Comprehensive molecular profiling of the African swine fever virus in Korean wild boars between 2019 and 2024.

Abstract

African swine fever (ASF), caused by the African swine fever virus (ASFV), is a lethal transboundary disease. Since its first detection in South Korea in 2019, ASFV has continuously infected wild boars, imposing major economic and ecological burdens. We investigated ASFV genetic diversity and transmission dynamics by analyzing 4,209 ASFV-positive wild boar samples collected between 2019 and 2024 using a multi-marker approach, including B646L (p72), the intergenic region (IGR) between I73R/I329L, MGF 360-1La, and MGF 505-9R/10R. All isolates were classified as Genotype II by p72 analysis. IGR II was predominant, while one case of IGR I and three of IGR III were detected in 2019-2020. IGR III reappeared in 2023 and increased in 2024. The Korean-specific MGF 360-1La mutation (L106P) emerged in 2020, peaked in 2021, and persisted thereafter at a low frequency. A shift in the MGF 505-9R/10R profile was observed: MGF-1 dominated until 2020, whereas MGF-5 emerged in 2021 and became predominant in 2024. Accordingly, ASFV strains were classified into six clusters with distinct spatial distributions and transmission trajectories. Cluster 1 represented the initial incursion and early spread, and two minor subclusters (1.1 and 1.2) were detected early on; Cluster 2 remained localized, Cluster 3 expanded southeastward and is emerging as dominant, and Cluster 4 was confined to eastern Gyeongsangbuk-do.

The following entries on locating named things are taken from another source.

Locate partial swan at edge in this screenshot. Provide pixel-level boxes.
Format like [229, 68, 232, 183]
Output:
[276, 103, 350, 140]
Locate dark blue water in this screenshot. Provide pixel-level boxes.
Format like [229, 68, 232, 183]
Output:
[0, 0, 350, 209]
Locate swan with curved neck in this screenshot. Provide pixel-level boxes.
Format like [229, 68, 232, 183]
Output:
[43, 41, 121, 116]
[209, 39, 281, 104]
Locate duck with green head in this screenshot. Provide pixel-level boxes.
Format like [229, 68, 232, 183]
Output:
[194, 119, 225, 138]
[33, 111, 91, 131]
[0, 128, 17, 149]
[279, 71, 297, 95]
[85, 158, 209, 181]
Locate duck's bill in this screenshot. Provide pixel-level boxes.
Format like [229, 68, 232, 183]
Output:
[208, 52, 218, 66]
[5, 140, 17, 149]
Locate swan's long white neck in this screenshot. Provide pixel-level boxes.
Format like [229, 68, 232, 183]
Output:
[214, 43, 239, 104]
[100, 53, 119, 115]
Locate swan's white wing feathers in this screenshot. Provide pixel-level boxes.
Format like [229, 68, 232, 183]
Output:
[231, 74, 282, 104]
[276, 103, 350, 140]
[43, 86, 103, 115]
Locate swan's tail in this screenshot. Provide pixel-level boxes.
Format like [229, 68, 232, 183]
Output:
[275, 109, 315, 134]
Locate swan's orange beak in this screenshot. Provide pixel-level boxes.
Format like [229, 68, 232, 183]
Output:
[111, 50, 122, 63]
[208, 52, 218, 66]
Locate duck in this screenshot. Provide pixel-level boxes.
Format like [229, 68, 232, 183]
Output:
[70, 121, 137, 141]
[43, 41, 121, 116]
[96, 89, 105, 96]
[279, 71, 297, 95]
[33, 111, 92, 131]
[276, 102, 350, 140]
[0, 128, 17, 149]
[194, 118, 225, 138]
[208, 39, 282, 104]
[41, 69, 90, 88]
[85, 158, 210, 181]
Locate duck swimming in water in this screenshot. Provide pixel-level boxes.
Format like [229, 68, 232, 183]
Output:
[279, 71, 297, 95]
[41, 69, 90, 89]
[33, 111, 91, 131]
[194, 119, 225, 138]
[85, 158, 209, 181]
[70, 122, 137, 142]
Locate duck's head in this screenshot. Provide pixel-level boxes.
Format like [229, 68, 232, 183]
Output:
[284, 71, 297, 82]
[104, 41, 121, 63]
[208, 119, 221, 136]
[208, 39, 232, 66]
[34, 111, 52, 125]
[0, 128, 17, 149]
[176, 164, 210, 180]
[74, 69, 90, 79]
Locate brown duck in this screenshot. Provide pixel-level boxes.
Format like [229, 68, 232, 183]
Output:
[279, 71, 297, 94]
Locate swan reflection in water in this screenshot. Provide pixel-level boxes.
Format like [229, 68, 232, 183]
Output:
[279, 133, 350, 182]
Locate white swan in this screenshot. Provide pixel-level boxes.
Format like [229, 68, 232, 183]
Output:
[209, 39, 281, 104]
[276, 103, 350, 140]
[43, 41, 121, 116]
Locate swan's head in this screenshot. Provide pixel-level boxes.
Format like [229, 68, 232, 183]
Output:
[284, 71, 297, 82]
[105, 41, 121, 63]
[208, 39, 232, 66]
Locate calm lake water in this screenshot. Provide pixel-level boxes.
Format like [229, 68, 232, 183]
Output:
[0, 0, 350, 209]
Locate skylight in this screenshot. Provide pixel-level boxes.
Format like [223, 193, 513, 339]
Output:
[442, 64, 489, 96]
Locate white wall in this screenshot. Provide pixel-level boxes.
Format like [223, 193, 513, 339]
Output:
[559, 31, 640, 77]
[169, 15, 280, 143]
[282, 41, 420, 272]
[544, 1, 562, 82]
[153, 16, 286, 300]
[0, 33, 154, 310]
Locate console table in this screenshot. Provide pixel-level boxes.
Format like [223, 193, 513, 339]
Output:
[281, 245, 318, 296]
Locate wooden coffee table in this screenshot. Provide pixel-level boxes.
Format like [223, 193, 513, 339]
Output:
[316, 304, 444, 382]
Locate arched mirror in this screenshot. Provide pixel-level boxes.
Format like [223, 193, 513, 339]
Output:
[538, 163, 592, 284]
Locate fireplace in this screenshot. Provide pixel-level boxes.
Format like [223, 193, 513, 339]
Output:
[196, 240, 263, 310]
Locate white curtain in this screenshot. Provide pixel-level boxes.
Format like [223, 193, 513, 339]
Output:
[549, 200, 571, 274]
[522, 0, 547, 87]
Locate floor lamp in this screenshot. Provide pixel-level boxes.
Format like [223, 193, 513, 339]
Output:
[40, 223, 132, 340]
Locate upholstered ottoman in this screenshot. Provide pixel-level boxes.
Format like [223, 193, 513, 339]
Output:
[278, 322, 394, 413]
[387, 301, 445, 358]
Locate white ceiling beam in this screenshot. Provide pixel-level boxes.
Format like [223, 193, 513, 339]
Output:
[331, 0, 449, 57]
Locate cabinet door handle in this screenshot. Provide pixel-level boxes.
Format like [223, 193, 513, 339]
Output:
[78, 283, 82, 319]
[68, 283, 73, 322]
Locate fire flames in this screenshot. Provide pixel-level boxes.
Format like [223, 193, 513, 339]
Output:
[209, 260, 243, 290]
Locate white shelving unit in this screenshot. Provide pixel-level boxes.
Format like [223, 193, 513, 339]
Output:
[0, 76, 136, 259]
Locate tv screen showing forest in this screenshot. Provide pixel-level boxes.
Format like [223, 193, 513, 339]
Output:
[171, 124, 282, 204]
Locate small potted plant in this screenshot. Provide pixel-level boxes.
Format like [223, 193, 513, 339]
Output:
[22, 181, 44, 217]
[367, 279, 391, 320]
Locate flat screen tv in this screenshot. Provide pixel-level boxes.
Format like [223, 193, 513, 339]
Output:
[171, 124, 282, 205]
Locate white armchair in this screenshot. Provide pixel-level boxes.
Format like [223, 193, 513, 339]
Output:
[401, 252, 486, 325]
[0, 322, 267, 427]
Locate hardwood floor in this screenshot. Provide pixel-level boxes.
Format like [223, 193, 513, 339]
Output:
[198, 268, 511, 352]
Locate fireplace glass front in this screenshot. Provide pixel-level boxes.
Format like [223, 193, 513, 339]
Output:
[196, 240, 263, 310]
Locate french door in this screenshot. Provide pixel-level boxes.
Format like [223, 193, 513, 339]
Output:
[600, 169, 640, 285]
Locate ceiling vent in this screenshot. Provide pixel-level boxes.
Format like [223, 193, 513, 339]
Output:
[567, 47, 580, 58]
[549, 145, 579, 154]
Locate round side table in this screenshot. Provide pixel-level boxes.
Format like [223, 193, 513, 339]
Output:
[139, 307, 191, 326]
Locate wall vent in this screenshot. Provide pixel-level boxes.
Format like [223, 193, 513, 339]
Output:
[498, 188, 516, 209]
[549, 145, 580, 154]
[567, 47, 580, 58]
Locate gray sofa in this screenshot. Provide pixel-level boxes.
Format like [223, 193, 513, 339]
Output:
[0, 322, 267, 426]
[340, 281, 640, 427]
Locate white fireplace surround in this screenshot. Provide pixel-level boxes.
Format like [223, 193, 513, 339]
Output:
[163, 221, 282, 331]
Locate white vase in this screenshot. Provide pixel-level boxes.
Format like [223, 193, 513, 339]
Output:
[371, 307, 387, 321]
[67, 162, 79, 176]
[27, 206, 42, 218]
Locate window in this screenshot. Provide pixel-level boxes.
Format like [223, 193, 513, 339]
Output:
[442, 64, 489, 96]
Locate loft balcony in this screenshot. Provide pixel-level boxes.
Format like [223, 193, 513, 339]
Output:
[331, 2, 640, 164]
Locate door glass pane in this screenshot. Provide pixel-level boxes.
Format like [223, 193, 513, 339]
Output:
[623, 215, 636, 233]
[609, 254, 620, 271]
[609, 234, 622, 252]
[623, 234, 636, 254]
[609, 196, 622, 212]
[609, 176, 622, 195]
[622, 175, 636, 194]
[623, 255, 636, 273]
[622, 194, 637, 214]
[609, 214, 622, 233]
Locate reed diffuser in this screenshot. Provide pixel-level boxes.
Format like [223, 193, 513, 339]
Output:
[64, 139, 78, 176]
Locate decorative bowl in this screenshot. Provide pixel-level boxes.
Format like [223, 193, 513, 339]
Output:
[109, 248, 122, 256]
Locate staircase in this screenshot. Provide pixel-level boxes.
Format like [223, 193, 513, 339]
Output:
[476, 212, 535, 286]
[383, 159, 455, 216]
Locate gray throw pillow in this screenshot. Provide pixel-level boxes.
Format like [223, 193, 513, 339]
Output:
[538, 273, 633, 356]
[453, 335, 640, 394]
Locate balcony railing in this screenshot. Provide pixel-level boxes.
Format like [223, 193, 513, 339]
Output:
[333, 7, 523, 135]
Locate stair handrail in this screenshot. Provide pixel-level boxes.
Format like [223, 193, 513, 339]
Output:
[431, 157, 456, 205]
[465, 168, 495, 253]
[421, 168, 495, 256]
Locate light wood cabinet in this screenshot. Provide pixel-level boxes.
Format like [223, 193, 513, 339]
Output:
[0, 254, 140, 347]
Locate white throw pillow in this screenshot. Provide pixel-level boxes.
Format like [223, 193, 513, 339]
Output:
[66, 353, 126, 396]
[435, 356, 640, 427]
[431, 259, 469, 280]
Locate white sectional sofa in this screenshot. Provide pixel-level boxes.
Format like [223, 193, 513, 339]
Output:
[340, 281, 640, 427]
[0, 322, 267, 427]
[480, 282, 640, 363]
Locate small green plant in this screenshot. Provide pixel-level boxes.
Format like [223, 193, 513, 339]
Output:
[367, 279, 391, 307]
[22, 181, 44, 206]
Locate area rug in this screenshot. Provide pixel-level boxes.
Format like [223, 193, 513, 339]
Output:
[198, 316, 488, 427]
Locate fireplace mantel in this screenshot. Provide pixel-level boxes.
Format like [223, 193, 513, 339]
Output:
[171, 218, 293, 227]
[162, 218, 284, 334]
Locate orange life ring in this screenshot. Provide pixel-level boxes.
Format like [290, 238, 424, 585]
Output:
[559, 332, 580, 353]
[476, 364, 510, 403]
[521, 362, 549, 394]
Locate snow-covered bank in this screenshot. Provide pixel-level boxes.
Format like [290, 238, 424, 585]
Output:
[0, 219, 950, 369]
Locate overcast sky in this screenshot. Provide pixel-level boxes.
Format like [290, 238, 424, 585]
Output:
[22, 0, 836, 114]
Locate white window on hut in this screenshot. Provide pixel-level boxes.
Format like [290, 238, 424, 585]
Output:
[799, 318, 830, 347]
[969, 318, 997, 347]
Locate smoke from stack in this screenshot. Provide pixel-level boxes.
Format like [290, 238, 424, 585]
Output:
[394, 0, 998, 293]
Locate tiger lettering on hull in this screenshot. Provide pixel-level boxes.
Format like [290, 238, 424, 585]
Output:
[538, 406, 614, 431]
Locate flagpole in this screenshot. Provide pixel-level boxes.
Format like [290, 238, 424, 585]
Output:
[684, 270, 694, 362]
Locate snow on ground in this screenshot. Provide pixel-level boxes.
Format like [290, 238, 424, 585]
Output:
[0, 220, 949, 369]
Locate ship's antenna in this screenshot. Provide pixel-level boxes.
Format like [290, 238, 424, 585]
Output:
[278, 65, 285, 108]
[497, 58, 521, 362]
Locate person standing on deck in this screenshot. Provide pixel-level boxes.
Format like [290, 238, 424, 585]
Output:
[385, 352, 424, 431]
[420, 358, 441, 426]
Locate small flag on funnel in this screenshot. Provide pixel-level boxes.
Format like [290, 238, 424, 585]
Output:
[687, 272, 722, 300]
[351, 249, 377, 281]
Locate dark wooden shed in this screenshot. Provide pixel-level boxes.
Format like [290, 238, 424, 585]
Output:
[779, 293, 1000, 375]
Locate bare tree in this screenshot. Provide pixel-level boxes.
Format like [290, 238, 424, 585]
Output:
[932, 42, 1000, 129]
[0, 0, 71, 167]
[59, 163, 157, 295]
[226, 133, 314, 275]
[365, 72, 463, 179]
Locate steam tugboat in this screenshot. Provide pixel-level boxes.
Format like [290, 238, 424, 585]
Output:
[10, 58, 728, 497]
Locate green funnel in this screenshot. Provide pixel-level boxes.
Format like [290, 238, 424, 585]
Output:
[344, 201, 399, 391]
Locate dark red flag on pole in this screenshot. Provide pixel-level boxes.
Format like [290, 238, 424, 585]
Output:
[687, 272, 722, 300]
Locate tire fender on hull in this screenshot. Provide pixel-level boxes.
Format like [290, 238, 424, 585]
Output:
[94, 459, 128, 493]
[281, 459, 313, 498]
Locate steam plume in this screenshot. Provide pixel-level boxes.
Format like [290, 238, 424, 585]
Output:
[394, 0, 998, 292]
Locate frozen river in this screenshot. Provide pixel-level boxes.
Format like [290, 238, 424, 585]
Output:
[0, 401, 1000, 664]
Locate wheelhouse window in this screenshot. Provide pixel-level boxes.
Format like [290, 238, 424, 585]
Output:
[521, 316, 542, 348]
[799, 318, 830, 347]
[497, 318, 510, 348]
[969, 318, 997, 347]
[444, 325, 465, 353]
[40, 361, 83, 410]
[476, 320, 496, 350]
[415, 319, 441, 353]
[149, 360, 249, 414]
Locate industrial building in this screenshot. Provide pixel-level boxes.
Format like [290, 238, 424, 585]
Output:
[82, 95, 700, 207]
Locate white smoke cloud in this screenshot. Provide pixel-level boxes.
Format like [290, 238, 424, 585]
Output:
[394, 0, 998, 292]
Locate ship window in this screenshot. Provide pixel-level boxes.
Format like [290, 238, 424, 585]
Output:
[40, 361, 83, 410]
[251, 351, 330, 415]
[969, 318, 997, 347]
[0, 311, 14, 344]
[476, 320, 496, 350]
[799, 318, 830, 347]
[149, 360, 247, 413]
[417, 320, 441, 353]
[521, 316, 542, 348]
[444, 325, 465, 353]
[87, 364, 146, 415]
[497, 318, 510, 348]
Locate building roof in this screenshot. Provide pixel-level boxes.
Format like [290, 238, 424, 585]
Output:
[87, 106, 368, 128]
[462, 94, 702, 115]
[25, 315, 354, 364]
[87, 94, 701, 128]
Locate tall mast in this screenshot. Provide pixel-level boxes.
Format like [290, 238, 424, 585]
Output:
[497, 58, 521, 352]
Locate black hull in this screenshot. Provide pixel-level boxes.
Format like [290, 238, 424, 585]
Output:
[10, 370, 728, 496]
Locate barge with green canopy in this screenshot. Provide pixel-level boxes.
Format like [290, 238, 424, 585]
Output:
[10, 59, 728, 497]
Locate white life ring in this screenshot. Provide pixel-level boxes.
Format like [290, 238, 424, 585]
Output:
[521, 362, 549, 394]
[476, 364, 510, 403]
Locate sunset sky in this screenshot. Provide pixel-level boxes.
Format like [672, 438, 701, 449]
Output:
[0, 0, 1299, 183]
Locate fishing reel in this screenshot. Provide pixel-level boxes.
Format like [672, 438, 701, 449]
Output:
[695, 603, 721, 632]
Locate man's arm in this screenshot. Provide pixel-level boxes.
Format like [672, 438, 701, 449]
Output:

These findings suggest that although ASFV in Korea originated from a single Genotype II introduction, the detection of multiple lineages reflects viral diversification or additional incursions. Continuous molecular surveillance using genetic markers, complemented by whole-genome analyses, is essential for detecting early variants and developing effective ASF control strategies.